Konferensi Perubahan Iklim Perserikatan Bangsa-Bangsa (COP) telah lama melampaui wacana lingkungan murni, berevolusi menjadi arena pertarungan geo-ekonomi yang menentukan alokasi sumber daya, pengaruh, dan kedaulatan ekonomi nasional. Dalam lanskap geopolitik pasca-COP ini, Indonesia menghadapi dilema strategis yang akut. Sebagai steward ekosistem strategis global—hutan tropis dan mangrove terbesar dunia—Indonesia memegang kartu politik dan moral yang kuat. Namun, posisi ini berbenturan dengan realitas ekonomi domestik yang masih sangat bergantung pada industri ekstraktif seperti batu bara dan minyak sawit. Tekanan internasional untuk mempercepat transisi hijau, menahan laju deforestasi, dan meningkatkan ambisi NDC (Nationally Determined Contributions) bukan semata soal lingkungan, melainkan sebuah ujian bagi posisi dan kedaulatan Indonesia dalam membentuk atau sekadar bereaksi terhadap tatanan geo-ekonomi hijau yang sedang disusun.
Dinamika Aktor dan Alat Kebijakan dalam Perebutan Pengaruh Global
Tekanan terhadap Indonesia bersifat multidimensi, didorong oleh aktor-aktor dengan kepentingan dan instrumen kebijakan yang beragam. Blok Uni Eropa, melalui Carbon Border Adjustment Mechanism (CBAM), memperkenalkan alat proteksionisme baru yang mendasarkan tarif pada jejak karbon. Kebijakan ini berpotensi mengisolasi ekspor Indonesia yang berbasis sumber daya, sekaligus menjadi alat pengaruh untuk memaksa konvergensi kebijakan domestik dengan standar rendah karbon yang ditetapkan Brussels. Di sisi lain, Tiongkok menghadirkan dinamika yang kompleks: sebagai pasar utama batu bara Indonesia, permintaannya menopang industri energi dalam negeri, namun komitmen netralitas karbonnya sendiri serta transformasi rantai pasok global menciptakan tekanan jangka panjang untuk diversifikasi dan penghijauan ekspor Indonesia. Sementara itu, mekanisme pendanaan seperti Just Energy Transition Partnership (JETP) yang ditawarkan negara-negara maju, meski memberikan akses modal, kerap disertai dengan persyaratan teknis dan kontrol tata kelola yang mengundang pertanyaan mendasar tentang kedaulatan kebijakan energi dan pengelolaan sumber daya domestik.

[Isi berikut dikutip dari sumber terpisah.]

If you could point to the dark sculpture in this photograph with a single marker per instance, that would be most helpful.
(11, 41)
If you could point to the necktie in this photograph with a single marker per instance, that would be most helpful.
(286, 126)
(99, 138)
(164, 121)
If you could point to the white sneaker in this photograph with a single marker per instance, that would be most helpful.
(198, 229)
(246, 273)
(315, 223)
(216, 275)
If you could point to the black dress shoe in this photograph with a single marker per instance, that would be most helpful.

Implikasi Strategis: Titik Balik antara Isolasi dan Kepemimpinan
Pilihan strategi transisi hijau Indonesia akan memiliki konsekuensi geopolitik jangka panjang yang menentukan. Kegagalan mengelola transisi ini—yang ditandai dengan ketidakmampuan memenuhi komitmen NDC, deforestasi berlanjut, atau stagnasi dalam diversifikasi ekonomi—berisiko mengakibatkan isolasi ekonomi progresif. Indonesia dapat terperangkap dalam posisi sebagai objek regulasi global seperti CBAM, dengan daya tawar yang melemah dalam percaturan politik dan ekonomi internasional. Sebaliknya, keberhasilan merumuskan dan mengimplementasikan transisi yang adil dan sesuai konteks nasional (just transition) dapat mengkonversi aset strategis ekologis menjadi kekuatan geopolitik nyata. Potensi kepemimpinan dalam ekonomi berbasis hayati (bio-economy), perdagangan karbon berbasis ekosistem alam, dan penyediaan solusi iklim berbasis alam (nature-based solutions) dapat memposisikan Indonesia sebagai norm entrepreneur dan arsitek pasar dalam tatanan hijau baru.

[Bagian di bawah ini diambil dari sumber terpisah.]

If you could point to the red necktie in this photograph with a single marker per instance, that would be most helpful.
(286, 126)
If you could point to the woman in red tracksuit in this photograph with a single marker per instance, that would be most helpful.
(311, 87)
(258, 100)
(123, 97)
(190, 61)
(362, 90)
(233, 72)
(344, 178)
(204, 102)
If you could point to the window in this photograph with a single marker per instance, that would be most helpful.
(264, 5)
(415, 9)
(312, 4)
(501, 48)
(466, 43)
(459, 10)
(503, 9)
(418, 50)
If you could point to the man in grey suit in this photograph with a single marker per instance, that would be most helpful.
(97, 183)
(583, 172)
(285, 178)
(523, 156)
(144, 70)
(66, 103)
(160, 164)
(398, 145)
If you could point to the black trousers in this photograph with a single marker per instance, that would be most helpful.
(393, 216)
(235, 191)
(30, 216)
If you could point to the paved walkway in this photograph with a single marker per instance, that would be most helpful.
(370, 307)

Implikasi terhadap keseimbangan kekuatan di kawasan Asia Tenggara dan Indo-Pasifik juga signifikan. Posisi Indonesia yang tangguh dalam transisi energi akan memperkuat ketahanan nasional dan mengurangi kerentanan terhadap fluktuasi pasar komoditas fosil global. Hal ini pada gilirannya meningkatkan otonomi strategis negara, membatasi ruang manuver bagi kekuatan besar yang ingin menggunakan isu energi sebagai alat pengaruh. Kemampuan Indonesia untuk menawarkan model pembangunan berkelanjutan yang kredibel juga dapat memperkuat kepemimpinan diplomatik di ASEAN dan forum internasional, menciptakan pusat gravitasi baru dalam isu iklim dan pembangunan berkelanjutan di Global South. Dengan kata lain, agenda perubahan iklim telah menjadi medan pertarungan baru untuk menentukan posisi negara dalam hierarki kekuatan global dan regional, di mana Indonesia memiliki modal strategis yang besar namun juga menghadapi tantangan struktural yang dalam.